Prévenir la souffrance des soignants

Publié le 10/04/2020

Les soignants seront particulièrement exposés au risque de conséquences psychiques dans les mois qui suivront la crise. Y compris en termes de syndromes de stress post-traumatiques, estime le Pr Fossati. « Les hôpitaux ont mis en place des cellules de soutien. Elles sont encore peu sollicitées : tout le monde est au feu et peu sans doute se l’autorisent, comme s’il s’agissait d’une faiblesse. Mais à distance ? On l’a vu après les attentats : les troubles anxieux ont commencé à se manifester un mois après. Avec une différence notable : c’était un événement ponctuel. Là, il n’y a pas de fin en vue. »

Tenir sans craquer ? Sur les fils Twitter ou les blogs entamés comme autant d’exutoires, certains médecins et infirmiers ne cachent pas les larmes lâchées matin ou soir durant leur trajet. Leur propre peur. Et leur honte parfois. Généraliste à Mulhouse, le Dr Patrick Vogt s’en émeut : « On dort mal, c’est sûr. Mais je suis frappé de retrouver chez des confrères malades la même culpabilité que chez mes patients. Peur de transmettre le virus à leur famille, sentiment de lâcher les confrères en pleine bataille quand on est en quarantaine.
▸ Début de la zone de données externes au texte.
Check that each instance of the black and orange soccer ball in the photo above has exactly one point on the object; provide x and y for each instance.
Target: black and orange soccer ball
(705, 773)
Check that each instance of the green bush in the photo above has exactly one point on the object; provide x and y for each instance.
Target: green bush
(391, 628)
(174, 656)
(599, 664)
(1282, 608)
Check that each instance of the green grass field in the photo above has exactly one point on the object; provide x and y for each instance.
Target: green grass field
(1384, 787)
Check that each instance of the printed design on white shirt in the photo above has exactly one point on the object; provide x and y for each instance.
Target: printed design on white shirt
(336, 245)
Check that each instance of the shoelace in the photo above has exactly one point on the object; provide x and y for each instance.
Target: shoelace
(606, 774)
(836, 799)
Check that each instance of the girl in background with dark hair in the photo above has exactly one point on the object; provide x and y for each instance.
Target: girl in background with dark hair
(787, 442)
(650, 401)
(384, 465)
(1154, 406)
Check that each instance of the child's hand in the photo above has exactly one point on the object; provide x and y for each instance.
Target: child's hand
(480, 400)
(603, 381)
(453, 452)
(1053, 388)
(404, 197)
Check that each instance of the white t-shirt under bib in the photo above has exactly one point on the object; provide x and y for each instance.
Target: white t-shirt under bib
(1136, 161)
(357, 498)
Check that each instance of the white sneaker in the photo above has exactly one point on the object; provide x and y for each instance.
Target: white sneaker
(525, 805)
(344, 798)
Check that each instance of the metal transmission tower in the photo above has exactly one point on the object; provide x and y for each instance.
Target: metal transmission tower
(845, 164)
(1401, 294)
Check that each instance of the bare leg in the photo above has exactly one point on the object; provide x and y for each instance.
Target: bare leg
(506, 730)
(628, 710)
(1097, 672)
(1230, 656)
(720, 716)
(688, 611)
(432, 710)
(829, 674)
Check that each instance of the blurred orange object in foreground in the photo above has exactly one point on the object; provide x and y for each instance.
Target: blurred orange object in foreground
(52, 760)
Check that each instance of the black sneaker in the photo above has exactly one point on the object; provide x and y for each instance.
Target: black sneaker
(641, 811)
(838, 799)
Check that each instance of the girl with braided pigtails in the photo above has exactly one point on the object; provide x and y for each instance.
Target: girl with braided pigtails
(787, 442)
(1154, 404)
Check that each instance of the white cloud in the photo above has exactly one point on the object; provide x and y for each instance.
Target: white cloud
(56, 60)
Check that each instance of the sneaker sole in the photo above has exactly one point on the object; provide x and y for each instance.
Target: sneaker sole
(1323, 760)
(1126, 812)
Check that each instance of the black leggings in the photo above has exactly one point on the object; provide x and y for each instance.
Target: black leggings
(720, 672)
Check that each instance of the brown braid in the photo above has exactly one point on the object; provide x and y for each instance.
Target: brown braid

Mais la honte ? Elle devrait n’être que dans le camp de ceux qui ne nous ont pas protégés », s’insurge le praticien, qui supplie ses confrères de ne pas rester isolés : « Écrivons-nous, parlons-nous, retrouvons-nous. Entre nous. Car nous, généralistes, on n’est pas très plateformes d’écoute psy », sourit-il.
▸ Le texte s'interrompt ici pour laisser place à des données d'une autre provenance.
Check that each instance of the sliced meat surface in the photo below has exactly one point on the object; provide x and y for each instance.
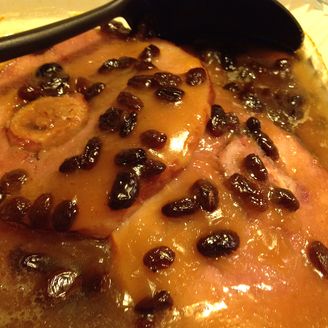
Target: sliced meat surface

à l’autre bout du pays, en Bretagne, le Dr Eric Henry, porte-parole de l’association Soins aux professionnels en santé (SPS), témoigne d’une autre forme de stress : « Depuis trois semaines, on est sur le pied de guerre en attendant la vague… qui ne vient pas. » Renforcée de 100 psychologues, la plateforme SPS (0805 232 326) est passée de 5 à plus de 150 appels par jour. « En majorité des femmes, et plus de médecins que d’infirmières ou aides-soignantes, comptabilise Eric Henry. Mais essentiellement des salariés. » Cabinets tournant au ralenti, travail administratif en retard, questions existentielles, éthiques ou juridiques et « interrogations sur l’après, en ayant perdu des patients : les médecins libéraux ont besoin de plus qu’une simple écoute psy », justifie le Pr Eric Galam, généraliste à Paris, initiateur du DU « soigner les soignants » et conseiller de l’Organisation du réseau national d’entraide soignants (ORNES), dont la plateforme institutionnelle lancée il y a deux ans, sous l’égide des Ordres (médecins, kinés, infirmiers, sages-femmes), est également renforcée. Quarante « confrères de soutien », bientôt le double, y assurent désormais des astreintes au bout du fil (0800 288 038).